California Focus: Trump cuts earthquake warning system from budget

State officials shaken; vow to fund potential life-saving program|

Donald Trump’s company owns a golf club and other properties in California, but a look at his proposed budget for the fiscal year ending in September 2018 indicates the President may never have experienced one of this state’s frequent earthquakes.

If he had, he might not have chopped from his version of the federal budget the paltry $10.2 million which Congress agreed this spring to contribute toward building a system giving Californians and denizens of other Western states a few seconds to a few minutes notice when a significant shock is coming.

No one who has been at or near the epicenter of a major quake would ever doubt the power of the earth’s sudden movements, which have knocked down hospitals and freeway bridges, shopping malls and apartment complexes. One sign of that power near the epicenter of the 1989 Loma Prieta upheaval: a three-foot-deep crevice suddenly appeared running up the middle of the driveway beside a home in a woodsy area of Aptos, while inside, a 3-ton Franklin stove was sliced from its steel chimney and plunked down 20 feet across the living room, with no tracks in between. The convulsion’s force simply tossed this behemoth object through the air.

No one also doubts that large numbers of lives could be saved if many people get even 30 seconds warning of a major jolt. They could duck under desks, move away from plate glass windows, close natural gas lines, drive to the side of roads and get out of elevators, among other things.

Of course, the money might actually be restored before the budget becomes final. That’s what Republican Rep. Kenneth Calvert of Corona wants. Calvert, chairman of the House Interior Appropriations Subcommittee, called a warning system a potential “lifesaving tool for the millions of Californians and other Americans…in earthquake-prone areas.”

Meanwhile, state lawmakers partially backed by Gov. Jerry Brown are moving for California to go it alone if needed. Democratic state Sens. Robert Hertzberg of Van Nuys and Jerry Hill of San Mateo proposed providing $23 million in state money for the early warning system. Before Trump proposed his cut, Brown had already included $10 million for it in his May budget revision.

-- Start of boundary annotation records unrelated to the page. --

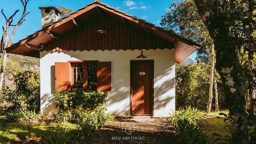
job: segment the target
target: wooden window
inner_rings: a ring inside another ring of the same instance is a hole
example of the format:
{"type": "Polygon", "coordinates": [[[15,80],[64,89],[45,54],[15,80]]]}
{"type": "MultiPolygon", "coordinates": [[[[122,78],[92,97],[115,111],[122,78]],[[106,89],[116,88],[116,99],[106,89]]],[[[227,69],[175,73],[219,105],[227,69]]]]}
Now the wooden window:
{"type": "Polygon", "coordinates": [[[69,63],[55,63],[55,90],[70,90],[69,63]]]}
{"type": "Polygon", "coordinates": [[[55,63],[55,90],[111,91],[111,62],[55,63]]]}
{"type": "Polygon", "coordinates": [[[98,62],[97,67],[97,90],[111,91],[111,62],[98,62]]]}
{"type": "Polygon", "coordinates": [[[72,62],[71,65],[72,88],[97,90],[97,62],[72,62]]]}

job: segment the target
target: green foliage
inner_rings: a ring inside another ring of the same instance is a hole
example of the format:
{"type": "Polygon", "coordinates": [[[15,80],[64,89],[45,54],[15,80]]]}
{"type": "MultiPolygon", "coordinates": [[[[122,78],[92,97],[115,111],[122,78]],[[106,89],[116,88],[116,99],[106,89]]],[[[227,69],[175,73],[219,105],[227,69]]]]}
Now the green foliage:
{"type": "Polygon", "coordinates": [[[60,111],[66,111],[71,108],[94,110],[98,109],[106,104],[107,93],[102,91],[87,93],[79,89],[74,89],[73,93],[68,91],[56,91],[54,100],[55,107],[60,111]]]}
{"type": "MultiPolygon", "coordinates": [[[[210,66],[207,64],[176,65],[175,85],[176,107],[191,105],[199,109],[206,109],[209,98],[210,71],[210,66]]],[[[218,84],[221,85],[219,83],[218,84]]],[[[221,88],[218,90],[220,109],[226,108],[224,103],[223,91],[221,88]]],[[[212,108],[214,108],[214,106],[213,105],[212,108]]]]}
{"type": "Polygon", "coordinates": [[[40,144],[78,144],[76,137],[74,132],[69,131],[66,129],[59,130],[47,129],[48,136],[43,136],[44,137],[44,142],[36,142],[40,144]]]}
{"type": "Polygon", "coordinates": [[[40,65],[40,60],[38,58],[11,54],[8,54],[7,58],[7,62],[13,62],[10,63],[10,64],[15,62],[19,65],[21,68],[26,68],[33,65],[40,65]]]}
{"type": "Polygon", "coordinates": [[[102,108],[92,113],[89,111],[81,112],[76,110],[74,123],[80,137],[84,138],[92,135],[96,130],[109,123],[113,122],[116,119],[110,113],[106,113],[106,109],[102,108]]]}
{"type": "Polygon", "coordinates": [[[220,142],[218,143],[221,144],[239,143],[239,138],[241,135],[240,133],[241,132],[236,131],[234,129],[234,126],[235,126],[236,123],[238,122],[233,120],[233,118],[235,117],[236,121],[241,121],[248,126],[249,143],[256,143],[256,115],[254,113],[250,110],[247,110],[246,116],[237,113],[233,114],[229,113],[228,114],[221,113],[219,114],[225,116],[224,120],[226,123],[226,131],[228,133],[225,135],[219,134],[217,133],[213,133],[213,137],[215,138],[215,142],[220,142]]]}
{"type": "Polygon", "coordinates": [[[197,126],[204,122],[207,123],[207,118],[204,115],[203,112],[190,106],[186,106],[186,108],[184,109],[180,107],[178,114],[175,111],[172,111],[172,115],[169,118],[168,122],[173,124],[175,129],[179,126],[179,122],[180,121],[185,120],[190,124],[197,126]]]}
{"type": "Polygon", "coordinates": [[[190,106],[186,110],[182,108],[179,113],[173,111],[168,123],[173,126],[169,130],[178,134],[181,144],[210,144],[211,140],[201,129],[200,125],[207,122],[207,117],[202,112],[190,106]]]}
{"type": "Polygon", "coordinates": [[[27,100],[32,107],[39,110],[40,73],[31,70],[24,70],[14,74],[16,89],[19,95],[26,95],[27,100]]]}
{"type": "Polygon", "coordinates": [[[210,137],[198,126],[190,123],[186,119],[179,120],[178,123],[179,127],[177,131],[179,133],[180,142],[177,143],[211,143],[210,137]]]}
{"type": "Polygon", "coordinates": [[[37,114],[37,117],[38,120],[40,121],[43,121],[46,120],[47,118],[46,116],[48,115],[44,114],[41,112],[38,112],[37,114]]]}
{"type": "Polygon", "coordinates": [[[67,8],[62,6],[59,6],[59,7],[57,8],[62,13],[62,14],[60,15],[61,18],[66,16],[72,12],[72,9],[67,8]]]}

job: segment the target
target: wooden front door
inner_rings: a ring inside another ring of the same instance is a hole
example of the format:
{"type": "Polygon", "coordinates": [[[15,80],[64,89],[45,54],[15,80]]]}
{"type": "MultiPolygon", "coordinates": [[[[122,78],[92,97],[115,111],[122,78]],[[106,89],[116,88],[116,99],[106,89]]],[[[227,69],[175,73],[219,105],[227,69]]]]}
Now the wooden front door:
{"type": "Polygon", "coordinates": [[[131,62],[131,112],[153,114],[154,61],[131,62]]]}

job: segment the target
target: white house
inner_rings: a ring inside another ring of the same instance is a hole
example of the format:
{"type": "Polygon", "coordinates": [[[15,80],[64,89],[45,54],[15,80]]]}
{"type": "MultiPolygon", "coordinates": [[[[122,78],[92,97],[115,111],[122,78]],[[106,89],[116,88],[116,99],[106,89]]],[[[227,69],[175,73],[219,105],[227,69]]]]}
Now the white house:
{"type": "Polygon", "coordinates": [[[55,7],[39,8],[42,29],[6,51],[40,58],[41,111],[56,110],[55,90],[73,88],[109,91],[116,115],[175,109],[175,63],[199,44],[100,2],[58,20],[55,7]]]}

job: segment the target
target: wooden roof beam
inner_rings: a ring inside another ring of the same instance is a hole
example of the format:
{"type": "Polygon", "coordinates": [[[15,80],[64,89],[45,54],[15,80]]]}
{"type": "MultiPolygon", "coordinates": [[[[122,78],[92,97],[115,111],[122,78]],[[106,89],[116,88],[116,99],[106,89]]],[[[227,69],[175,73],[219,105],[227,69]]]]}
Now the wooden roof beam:
{"type": "Polygon", "coordinates": [[[124,18],[122,18],[122,21],[124,24],[125,24],[125,25],[126,25],[127,27],[129,27],[129,26],[130,26],[130,24],[124,18]]]}
{"type": "Polygon", "coordinates": [[[103,17],[107,17],[107,15],[106,13],[104,11],[104,10],[103,10],[102,9],[100,8],[99,8],[99,7],[98,6],[96,7],[97,8],[97,10],[98,10],[98,11],[100,13],[101,15],[103,17]]]}
{"type": "Polygon", "coordinates": [[[173,42],[173,45],[172,46],[172,48],[175,49],[175,47],[176,47],[176,46],[177,45],[177,39],[175,39],[175,40],[174,40],[174,42],[173,42]]]}
{"type": "Polygon", "coordinates": [[[36,45],[29,44],[27,43],[25,43],[24,45],[28,48],[29,48],[35,50],[39,50],[38,47],[36,45]]]}
{"type": "Polygon", "coordinates": [[[74,19],[72,19],[72,21],[75,25],[81,29],[82,29],[84,27],[83,25],[82,24],[78,22],[77,20],[75,20],[74,19]]]}
{"type": "Polygon", "coordinates": [[[49,35],[49,36],[51,37],[53,37],[55,38],[56,38],[59,40],[61,39],[62,38],[61,36],[58,34],[57,34],[56,33],[53,32],[52,31],[49,31],[48,32],[47,32],[47,33],[49,35]]]}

The irony of the planned Trump cut is that it comes while the U.S. Geological Service and universities up and down the West Coast – including the likes of Caltech, UC Berkeley and the universities of Oregon, Nevada (Reno) and Washington – have nearly completed a system that would provide warnings not just in California, but also in Oregon, Washington and Hawaii.

Tentatively dubbed ShakeAlert, this equipment detects quakes at their first quivers through a network of sensors. It could, for one example, provide about a minute’s warning to schools, buildings and airports in Los Angeles if a major shock on the San Andreas Fault began in the Salton Sea area, but less time if the epicenter were closer to the urban core. In one test, it provided researchers in Los Angeles 30 seconds notice of shaking from a magnitude 4.4 quake in the Riverside County city of Banning.

A widespread system like this already operates in Japan, so the technology has been tested and it works.

Already, legislators in Washington state and Oregon propose to join California in continuing the early-warning project even if federal funding evaporates. But it would certainly be slowed.

One Washington legislator pointed out that the total of $38 million needed to finish work on ShakeAlert is less than half the price of the cruise missile barrage Trump ordered against Syria last spring while dining with China’s president.

Some advocates of ShakeAlert suggest if it’s not finished, Trump should be held personally liable for any injuries or deaths that occur which that system might have prevented. But direct connections would be difficult to prove.

Trump has traveled much of the nation pushing his efforts to improve infrastructure; yet he wants to cut this project, which could actually save lives.

It sets up a test not only for state legislators who need to approve the Hill-Hertzberg bill for state funds, but also for California Republicans in Congress who have the power to put money for this project and others back into the upcoming budget.